Internal emails released as part of ongoing litigation show career bureau employees opposing speeding up the timeline.
“It is ludicrous to think we can complete 100% of the nation’s data coverage earlier than 10/31 and any thinking person who would believe we can deliver apportionment by 12/31 has either a mental deficiency or political motivation,” Timothy Olson, a top bureau employee, wrote in a July email.
The OIG report does not offer insight into the decision, but it says it came from outside the Census Bureau, and potentially from the commerce department or White House. Census Bureau officials did tell the OIG, however, they believed the Trump administration’s effort to exclude undocumented immigrants from census data played a role in the decision to accelerate the survey.
“We found that when that schedule was subsequently accelerated in August 2020, the decision came from outside the Bureau and further increased the risks to the accuracy and completeness of the 2020 Census,” Peggy Gustafson, the agency’s Inspector General, wrote in the report.
Once counting is completed on 30 September, there still are severe risks the Bureau may not have enough time to correct any errors it finds in the data when it is processing it.

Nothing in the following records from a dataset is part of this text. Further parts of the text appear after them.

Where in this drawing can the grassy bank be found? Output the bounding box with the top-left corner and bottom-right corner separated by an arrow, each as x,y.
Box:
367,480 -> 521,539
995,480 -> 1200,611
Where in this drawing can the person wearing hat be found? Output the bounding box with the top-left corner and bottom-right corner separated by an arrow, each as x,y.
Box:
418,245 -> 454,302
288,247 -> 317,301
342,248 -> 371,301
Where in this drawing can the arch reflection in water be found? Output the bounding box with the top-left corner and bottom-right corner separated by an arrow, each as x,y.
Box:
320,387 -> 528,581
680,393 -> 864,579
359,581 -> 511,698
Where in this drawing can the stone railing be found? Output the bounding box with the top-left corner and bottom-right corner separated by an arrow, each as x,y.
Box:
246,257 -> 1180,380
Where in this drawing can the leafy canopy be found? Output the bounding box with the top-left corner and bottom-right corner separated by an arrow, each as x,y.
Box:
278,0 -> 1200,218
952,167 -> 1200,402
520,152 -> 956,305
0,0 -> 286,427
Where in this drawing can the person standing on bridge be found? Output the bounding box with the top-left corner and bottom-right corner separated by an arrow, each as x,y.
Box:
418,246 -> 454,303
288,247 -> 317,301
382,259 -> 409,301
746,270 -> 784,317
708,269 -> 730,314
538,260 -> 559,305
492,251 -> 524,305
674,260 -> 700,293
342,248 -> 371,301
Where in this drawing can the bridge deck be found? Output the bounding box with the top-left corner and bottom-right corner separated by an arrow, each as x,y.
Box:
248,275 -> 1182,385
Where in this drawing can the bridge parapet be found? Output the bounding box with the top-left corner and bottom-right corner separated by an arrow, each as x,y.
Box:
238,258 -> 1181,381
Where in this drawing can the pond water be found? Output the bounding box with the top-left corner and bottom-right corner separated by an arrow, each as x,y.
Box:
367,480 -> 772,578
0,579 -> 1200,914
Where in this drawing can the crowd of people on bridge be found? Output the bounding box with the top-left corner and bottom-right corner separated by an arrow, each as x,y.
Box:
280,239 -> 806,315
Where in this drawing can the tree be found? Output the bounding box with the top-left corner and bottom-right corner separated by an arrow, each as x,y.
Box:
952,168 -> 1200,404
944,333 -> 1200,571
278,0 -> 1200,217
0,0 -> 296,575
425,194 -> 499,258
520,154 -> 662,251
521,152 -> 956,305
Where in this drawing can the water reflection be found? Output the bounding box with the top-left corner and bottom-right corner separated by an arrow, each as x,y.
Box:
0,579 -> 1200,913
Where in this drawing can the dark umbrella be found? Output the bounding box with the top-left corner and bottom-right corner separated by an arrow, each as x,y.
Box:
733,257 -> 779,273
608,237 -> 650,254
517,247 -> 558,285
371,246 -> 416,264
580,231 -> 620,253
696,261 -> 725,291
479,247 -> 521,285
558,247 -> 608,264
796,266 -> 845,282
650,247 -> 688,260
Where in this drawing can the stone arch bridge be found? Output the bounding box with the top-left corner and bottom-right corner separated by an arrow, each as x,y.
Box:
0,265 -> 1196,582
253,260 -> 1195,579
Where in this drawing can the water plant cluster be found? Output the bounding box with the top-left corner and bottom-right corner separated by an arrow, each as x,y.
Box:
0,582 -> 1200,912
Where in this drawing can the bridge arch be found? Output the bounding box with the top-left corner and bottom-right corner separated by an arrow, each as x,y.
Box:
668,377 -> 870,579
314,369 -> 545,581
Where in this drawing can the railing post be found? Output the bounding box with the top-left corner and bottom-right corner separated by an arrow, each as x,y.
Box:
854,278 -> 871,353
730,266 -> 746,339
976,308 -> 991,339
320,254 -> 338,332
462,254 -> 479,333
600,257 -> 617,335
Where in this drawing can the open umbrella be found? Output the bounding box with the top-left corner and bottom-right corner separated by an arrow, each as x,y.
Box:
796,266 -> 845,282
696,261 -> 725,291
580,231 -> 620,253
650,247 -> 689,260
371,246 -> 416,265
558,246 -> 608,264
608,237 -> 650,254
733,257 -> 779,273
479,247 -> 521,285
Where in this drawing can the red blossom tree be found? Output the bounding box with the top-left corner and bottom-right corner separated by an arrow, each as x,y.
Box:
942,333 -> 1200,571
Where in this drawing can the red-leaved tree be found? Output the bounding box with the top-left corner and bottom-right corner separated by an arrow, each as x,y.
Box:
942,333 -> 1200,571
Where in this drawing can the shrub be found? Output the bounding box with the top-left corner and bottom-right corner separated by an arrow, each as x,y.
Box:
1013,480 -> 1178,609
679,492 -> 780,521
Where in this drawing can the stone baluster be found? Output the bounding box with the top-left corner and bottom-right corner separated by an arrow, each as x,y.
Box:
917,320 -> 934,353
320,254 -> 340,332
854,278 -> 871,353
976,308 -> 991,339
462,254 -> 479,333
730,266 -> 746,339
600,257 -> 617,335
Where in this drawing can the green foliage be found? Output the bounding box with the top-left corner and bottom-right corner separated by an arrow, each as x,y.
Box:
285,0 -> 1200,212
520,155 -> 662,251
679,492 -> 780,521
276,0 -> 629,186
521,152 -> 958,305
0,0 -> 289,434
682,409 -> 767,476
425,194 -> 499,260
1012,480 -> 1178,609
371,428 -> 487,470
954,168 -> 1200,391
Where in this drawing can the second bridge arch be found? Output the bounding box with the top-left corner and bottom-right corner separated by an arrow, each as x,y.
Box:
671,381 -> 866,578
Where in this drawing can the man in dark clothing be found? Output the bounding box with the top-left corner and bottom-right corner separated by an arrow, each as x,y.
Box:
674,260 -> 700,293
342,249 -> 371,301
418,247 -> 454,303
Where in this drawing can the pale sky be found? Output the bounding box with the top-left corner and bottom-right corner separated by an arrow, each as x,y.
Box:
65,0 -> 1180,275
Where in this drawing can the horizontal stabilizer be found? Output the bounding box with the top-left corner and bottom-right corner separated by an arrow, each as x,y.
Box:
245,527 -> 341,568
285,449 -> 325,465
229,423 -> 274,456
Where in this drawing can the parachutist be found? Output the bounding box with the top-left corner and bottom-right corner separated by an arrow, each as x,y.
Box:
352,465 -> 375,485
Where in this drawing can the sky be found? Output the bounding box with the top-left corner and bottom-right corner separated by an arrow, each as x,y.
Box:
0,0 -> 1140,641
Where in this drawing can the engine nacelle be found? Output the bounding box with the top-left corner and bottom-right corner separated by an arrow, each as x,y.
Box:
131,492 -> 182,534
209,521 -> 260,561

Researchers typically discover errors in census data during processing after counting is complete. Under the current timeline, researchers may simply not have time to correct errors they find in the data, bureau officials said.
“It is particularly damning, and reassuring, that the Department of Commerce’s own inspector general was able to review the facts and shine light on the truth about the 2020 census,” said Arturo Vargas, CEO of the Naleo educational fund, which works closely on census issues.
This summer, bureau officials scrambled to put together talking points showing that rushing the count could lead to decreased confidence in census data, including the appearance it was politically manipulated, according to NPR.